MVRDV tarafından tasarlanan Portlantis, Hollanda'nın Rotterdam şehrinde yer alıyor.
Yüzyıllardır birlikte büyüyüp gelişen Rotterdam şehri ve limanı, tarihindeki en büyük değişimlerden birini yaşıyor. Değişim kapsamında sürdürülebilir ve düşük enerjili operasyonlara geçiş yapılıyor. Peki, bu değişim halk tarafından nasıl deneyimlenebilir ve limanın karmaşıklığı nasıl anlaşılabilir?
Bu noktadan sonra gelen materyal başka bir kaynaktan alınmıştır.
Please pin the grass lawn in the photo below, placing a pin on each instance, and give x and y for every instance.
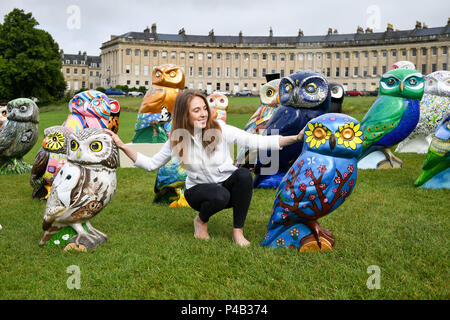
(152, 254)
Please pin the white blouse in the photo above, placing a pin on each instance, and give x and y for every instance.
(218, 166)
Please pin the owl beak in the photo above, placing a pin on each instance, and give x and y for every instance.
(332, 141)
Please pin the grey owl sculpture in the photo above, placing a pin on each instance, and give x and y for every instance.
(18, 135)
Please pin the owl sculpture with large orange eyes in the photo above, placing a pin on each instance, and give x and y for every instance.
(153, 121)
(218, 104)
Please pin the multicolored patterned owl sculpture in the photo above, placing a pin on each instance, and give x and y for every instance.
(218, 104)
(51, 157)
(81, 190)
(392, 117)
(88, 109)
(113, 122)
(257, 124)
(3, 118)
(18, 135)
(436, 168)
(435, 104)
(337, 97)
(153, 121)
(319, 181)
(303, 96)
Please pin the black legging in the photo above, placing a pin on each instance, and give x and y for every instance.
(235, 192)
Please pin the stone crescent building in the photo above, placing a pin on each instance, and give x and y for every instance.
(232, 63)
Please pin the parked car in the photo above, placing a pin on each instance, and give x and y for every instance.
(225, 93)
(114, 92)
(242, 93)
(353, 93)
(135, 93)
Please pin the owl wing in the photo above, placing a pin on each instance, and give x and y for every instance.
(153, 100)
(382, 118)
(39, 166)
(60, 198)
(7, 135)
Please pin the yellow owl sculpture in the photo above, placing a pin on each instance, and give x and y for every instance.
(153, 121)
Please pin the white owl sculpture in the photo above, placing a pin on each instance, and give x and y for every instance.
(218, 104)
(434, 105)
(82, 188)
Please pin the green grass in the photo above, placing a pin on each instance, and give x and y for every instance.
(152, 254)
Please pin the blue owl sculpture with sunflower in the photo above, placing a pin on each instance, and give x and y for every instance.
(319, 181)
(303, 96)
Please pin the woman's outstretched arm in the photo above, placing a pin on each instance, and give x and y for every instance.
(132, 154)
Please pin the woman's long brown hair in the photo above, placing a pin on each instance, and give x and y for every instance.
(180, 120)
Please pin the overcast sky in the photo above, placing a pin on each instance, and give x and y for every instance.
(83, 25)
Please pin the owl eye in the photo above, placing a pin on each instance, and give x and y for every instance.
(74, 145)
(319, 133)
(391, 82)
(347, 134)
(311, 88)
(288, 88)
(96, 146)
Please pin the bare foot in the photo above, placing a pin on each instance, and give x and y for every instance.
(200, 229)
(239, 239)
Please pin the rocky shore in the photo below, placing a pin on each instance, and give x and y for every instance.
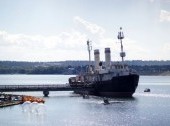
(10, 99)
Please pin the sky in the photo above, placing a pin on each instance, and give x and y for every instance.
(57, 30)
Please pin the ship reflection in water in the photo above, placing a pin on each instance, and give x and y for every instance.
(69, 109)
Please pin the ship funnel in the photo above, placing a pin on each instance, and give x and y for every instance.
(107, 58)
(97, 59)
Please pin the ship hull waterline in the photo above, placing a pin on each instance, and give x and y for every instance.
(119, 86)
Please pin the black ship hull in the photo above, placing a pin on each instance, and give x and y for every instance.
(118, 86)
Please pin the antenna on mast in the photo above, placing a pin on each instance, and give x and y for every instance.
(89, 48)
(120, 37)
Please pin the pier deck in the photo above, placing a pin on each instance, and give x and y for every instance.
(44, 88)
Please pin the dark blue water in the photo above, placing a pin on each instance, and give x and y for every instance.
(68, 109)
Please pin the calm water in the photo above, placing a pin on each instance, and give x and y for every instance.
(68, 109)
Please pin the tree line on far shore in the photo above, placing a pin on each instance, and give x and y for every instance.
(29, 68)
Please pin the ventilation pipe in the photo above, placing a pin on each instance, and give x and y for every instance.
(97, 59)
(107, 58)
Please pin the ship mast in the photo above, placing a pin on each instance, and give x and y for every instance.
(120, 37)
(89, 48)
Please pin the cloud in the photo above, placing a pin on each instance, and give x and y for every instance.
(164, 16)
(67, 45)
(91, 27)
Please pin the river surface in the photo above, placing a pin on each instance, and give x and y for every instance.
(69, 109)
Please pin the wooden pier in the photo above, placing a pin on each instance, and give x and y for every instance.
(44, 88)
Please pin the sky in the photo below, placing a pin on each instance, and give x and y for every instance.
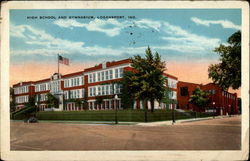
(185, 39)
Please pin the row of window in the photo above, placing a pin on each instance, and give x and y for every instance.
(42, 87)
(105, 90)
(72, 94)
(78, 81)
(172, 94)
(54, 86)
(20, 90)
(22, 99)
(106, 75)
(212, 91)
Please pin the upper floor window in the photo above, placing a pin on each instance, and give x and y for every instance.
(184, 91)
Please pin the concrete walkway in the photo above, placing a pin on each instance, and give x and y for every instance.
(166, 123)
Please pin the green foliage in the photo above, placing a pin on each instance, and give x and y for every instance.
(166, 98)
(31, 101)
(239, 105)
(25, 113)
(228, 72)
(199, 98)
(147, 83)
(52, 101)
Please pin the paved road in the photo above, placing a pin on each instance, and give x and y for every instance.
(216, 134)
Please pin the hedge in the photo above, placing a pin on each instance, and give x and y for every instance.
(109, 115)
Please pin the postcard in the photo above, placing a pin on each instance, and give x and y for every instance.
(124, 80)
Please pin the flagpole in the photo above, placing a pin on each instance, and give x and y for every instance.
(58, 64)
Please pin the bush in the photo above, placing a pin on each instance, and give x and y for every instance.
(109, 115)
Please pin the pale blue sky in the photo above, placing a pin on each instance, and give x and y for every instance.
(177, 34)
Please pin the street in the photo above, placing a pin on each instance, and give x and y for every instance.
(214, 134)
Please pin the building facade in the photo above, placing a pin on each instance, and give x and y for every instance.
(220, 101)
(90, 85)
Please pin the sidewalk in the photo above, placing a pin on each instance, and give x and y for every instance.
(157, 123)
(166, 123)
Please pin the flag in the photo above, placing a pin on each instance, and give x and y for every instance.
(63, 60)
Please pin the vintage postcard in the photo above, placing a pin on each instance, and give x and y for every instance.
(124, 80)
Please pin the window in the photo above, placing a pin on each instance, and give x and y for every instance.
(116, 73)
(90, 92)
(102, 76)
(121, 72)
(94, 91)
(111, 89)
(107, 75)
(98, 76)
(110, 74)
(90, 78)
(94, 79)
(83, 93)
(107, 90)
(184, 91)
(99, 91)
(103, 90)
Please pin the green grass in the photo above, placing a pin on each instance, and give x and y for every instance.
(109, 115)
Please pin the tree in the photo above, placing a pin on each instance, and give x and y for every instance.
(166, 98)
(199, 98)
(99, 101)
(147, 83)
(228, 72)
(31, 101)
(12, 100)
(52, 101)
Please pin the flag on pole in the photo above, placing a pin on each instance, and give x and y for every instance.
(63, 60)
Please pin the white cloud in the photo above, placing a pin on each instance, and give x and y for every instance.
(114, 27)
(111, 27)
(223, 23)
(176, 38)
(187, 42)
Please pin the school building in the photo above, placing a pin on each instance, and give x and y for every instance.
(100, 81)
(220, 101)
(89, 84)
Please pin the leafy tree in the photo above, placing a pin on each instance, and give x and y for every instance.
(31, 101)
(199, 98)
(239, 105)
(228, 72)
(148, 80)
(52, 101)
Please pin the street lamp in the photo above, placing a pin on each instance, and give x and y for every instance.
(173, 114)
(229, 110)
(116, 120)
(214, 108)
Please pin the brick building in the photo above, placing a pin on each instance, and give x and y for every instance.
(90, 83)
(220, 101)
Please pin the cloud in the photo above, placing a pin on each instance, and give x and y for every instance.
(174, 38)
(111, 27)
(223, 23)
(186, 42)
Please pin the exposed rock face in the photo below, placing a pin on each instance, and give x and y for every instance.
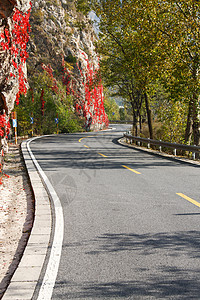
(9, 85)
(64, 38)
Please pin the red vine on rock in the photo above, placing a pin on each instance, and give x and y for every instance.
(16, 43)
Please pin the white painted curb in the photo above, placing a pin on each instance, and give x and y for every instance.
(26, 276)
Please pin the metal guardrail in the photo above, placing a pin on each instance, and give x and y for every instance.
(194, 149)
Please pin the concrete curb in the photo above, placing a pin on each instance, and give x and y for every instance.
(26, 276)
(155, 152)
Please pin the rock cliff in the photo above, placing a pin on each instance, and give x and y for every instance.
(62, 40)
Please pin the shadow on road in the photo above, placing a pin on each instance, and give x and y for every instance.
(163, 282)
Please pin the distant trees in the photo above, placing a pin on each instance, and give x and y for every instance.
(144, 44)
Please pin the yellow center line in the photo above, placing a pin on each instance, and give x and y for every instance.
(134, 171)
(102, 154)
(188, 199)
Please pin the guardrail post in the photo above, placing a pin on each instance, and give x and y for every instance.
(148, 145)
(193, 155)
(174, 152)
(160, 148)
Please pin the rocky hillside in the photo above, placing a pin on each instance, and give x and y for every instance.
(14, 31)
(62, 43)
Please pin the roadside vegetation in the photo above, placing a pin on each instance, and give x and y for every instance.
(150, 56)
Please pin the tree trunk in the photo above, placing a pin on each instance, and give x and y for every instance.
(149, 118)
(196, 125)
(188, 130)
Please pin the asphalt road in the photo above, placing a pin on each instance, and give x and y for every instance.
(132, 227)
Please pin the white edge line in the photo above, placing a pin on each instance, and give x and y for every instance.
(49, 279)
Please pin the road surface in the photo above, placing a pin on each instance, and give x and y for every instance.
(131, 219)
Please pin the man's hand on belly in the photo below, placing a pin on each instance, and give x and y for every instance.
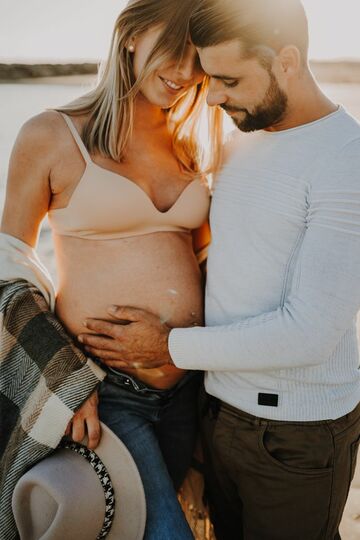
(141, 342)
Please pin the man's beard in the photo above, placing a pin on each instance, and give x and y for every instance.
(265, 115)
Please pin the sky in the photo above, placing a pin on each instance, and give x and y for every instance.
(63, 30)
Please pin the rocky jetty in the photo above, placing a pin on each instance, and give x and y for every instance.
(13, 72)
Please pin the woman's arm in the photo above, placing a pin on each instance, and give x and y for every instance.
(28, 196)
(28, 192)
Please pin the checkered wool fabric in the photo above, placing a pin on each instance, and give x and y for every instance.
(44, 378)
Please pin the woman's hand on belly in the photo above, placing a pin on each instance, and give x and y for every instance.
(141, 344)
(86, 422)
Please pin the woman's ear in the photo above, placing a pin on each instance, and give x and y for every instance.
(131, 45)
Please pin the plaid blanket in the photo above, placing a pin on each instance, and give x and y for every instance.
(44, 378)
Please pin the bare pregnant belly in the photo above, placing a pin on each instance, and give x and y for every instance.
(157, 272)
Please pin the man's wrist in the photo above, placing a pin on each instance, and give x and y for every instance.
(169, 359)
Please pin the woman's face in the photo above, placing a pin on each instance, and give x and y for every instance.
(170, 81)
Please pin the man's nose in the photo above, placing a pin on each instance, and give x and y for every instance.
(187, 68)
(216, 94)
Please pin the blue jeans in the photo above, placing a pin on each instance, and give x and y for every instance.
(159, 428)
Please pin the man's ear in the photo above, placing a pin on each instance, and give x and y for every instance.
(290, 60)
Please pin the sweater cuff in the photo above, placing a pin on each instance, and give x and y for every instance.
(184, 347)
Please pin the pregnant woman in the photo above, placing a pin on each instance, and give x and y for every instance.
(120, 174)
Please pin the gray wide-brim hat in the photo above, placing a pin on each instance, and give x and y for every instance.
(71, 495)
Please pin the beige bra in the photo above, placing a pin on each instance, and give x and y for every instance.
(106, 205)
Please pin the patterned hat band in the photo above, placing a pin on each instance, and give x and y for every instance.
(104, 478)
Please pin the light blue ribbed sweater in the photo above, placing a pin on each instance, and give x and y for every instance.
(283, 287)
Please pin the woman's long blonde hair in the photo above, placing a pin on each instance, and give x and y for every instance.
(110, 105)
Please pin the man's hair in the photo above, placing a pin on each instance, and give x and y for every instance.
(258, 24)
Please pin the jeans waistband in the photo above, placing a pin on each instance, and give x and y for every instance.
(134, 385)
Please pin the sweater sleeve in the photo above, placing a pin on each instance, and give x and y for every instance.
(323, 296)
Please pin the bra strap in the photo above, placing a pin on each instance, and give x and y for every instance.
(85, 154)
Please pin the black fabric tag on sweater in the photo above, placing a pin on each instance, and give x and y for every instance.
(270, 400)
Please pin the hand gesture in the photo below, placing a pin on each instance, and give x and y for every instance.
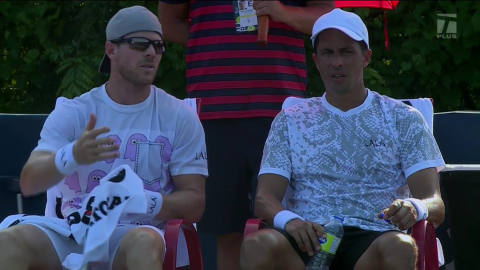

Yakın zamanda açılan ve MVRDV tarafından tasarlanan Portlantis, Rotterdam Limanı’nın ziyaretçi ve sergi merkezi olarak bu sorulara yanıt veriyor. Limanın batı ucunda yer alan yapı, beş kattan oluşan bir kütle şeklinde tasarlanmış. Kuzey Denizi, sahil şeridi ve limanın dört bir yanına bakan etkileyici manzaralar sunan yapı; çatıya kadar uzanan koyu kırmızı yürüyüş yolu ile vurgulanmış.
Portlantis, limana ait bir yapay arazi genişletmesi olan Maasvlakte 2 sahilinde stratejik bir konumda bulunuyor. Yapı, eğitici işlevini yalın ve doğrudan bir yaklaşımla ele alıyor; limanın ruhunu, işlevselliği ve endüstriyel malzemeleriyle yansıtıyor.
Binanın formu, iç ve dış mekânda gerçekleşen etkinliklere doğrudan bir yanıt niteliğinde tasarlanmış. Her bir kat, kare planlı olacak şekilde kurgulanmış ve dikey eksende farklı yönlere bakan katlarına her birine geniş bir panoramik pencere entegre edilmiş.
Katların yönleri, işlevlerine göre belirlenmiş. Örneğin zemin kattaki kafede batıya bakan pencere, kum tepelerinin huzurlu manzarasını sunarken; dördüncü kattaki restoranın penceresi, hem Kuzey Denizi’ndeki gün batımını hem de gece ışıklarıyla parlayan liman siluetini gözler önüne seriyor.
Kossmanndejong tarafından tasarlanan kalıcı sergi, üç kata yayılmış ve her katta farklı bir temaya odaklanılmış. Panoramik pencerelerin limandaki belirli unsurları vurgulaması ile sergi içeriği zenginleştirilmiş.
Yapının merkezinde yer alan 22 metre yüksekliğindeki atriyum ise başlı başına bir sergi alanı işlevi görüyor. Ortasında asılı duran kinetik heykel, ziyaretçileri zemin kattaki Rotterdam Limanı modelinin yanında karşılıyor. Bu çarpıcı alan, aynalı tavan sayesinde iki kat yüksekmiş gibi algılanırken, zemin kattaki döner kapı girişte sergiyi gizleyerek ziyaretçileri binanın görkemli iç mekanıyla buluşturuyor.
Binanın cephesinde, farklı yönlere bakan katlar ile her seviyede açık platformlar oluşturulmuş. Bu platformlar, kütle boyunca uzanan parlak kırmızı merdivenle birbirine bağlanıyor ve ziyaretçileri doğrudan çatıya yönlendiriyor. Halka açık ve ücretsiz olan bu güzergah sayesinde yapı, bir seyir kulesi işlevi de görüyor.
Portlantis’te kullanılan malzemeler de sürdürülebilirlik esas alınarak basit ve endüstriyel bir anlayışla seçilmiş. Yapı, döngüsel ekonomi prensiplerine uygun olarak demonte edilebilir şekilde tasarlanmış. Böylece parçaların kolayca yeniden kullanılabilmesi ve cephe panellerinin kullanım ömürleri tamamladığında üreticiye iade edilebilmesi sağlanmış. Bunlara ek olarak binanın temeli beton kazıklardan kaçınılarak tasarlanmış, böylece geride iz bırakılmamış.
Portlantis, enerji açısından da net pozitif bir yapı olarak tasarlanmış. Verimli ısı yalıtımı ve ısı pompası sayesinde enerji ihtiyacı düşük seviyede tutuluyor. Projeye entegre edilen özel rüzgâr türbini sayesinde ise bina tükettiğinden %30 daha fazla enerji üretiyor.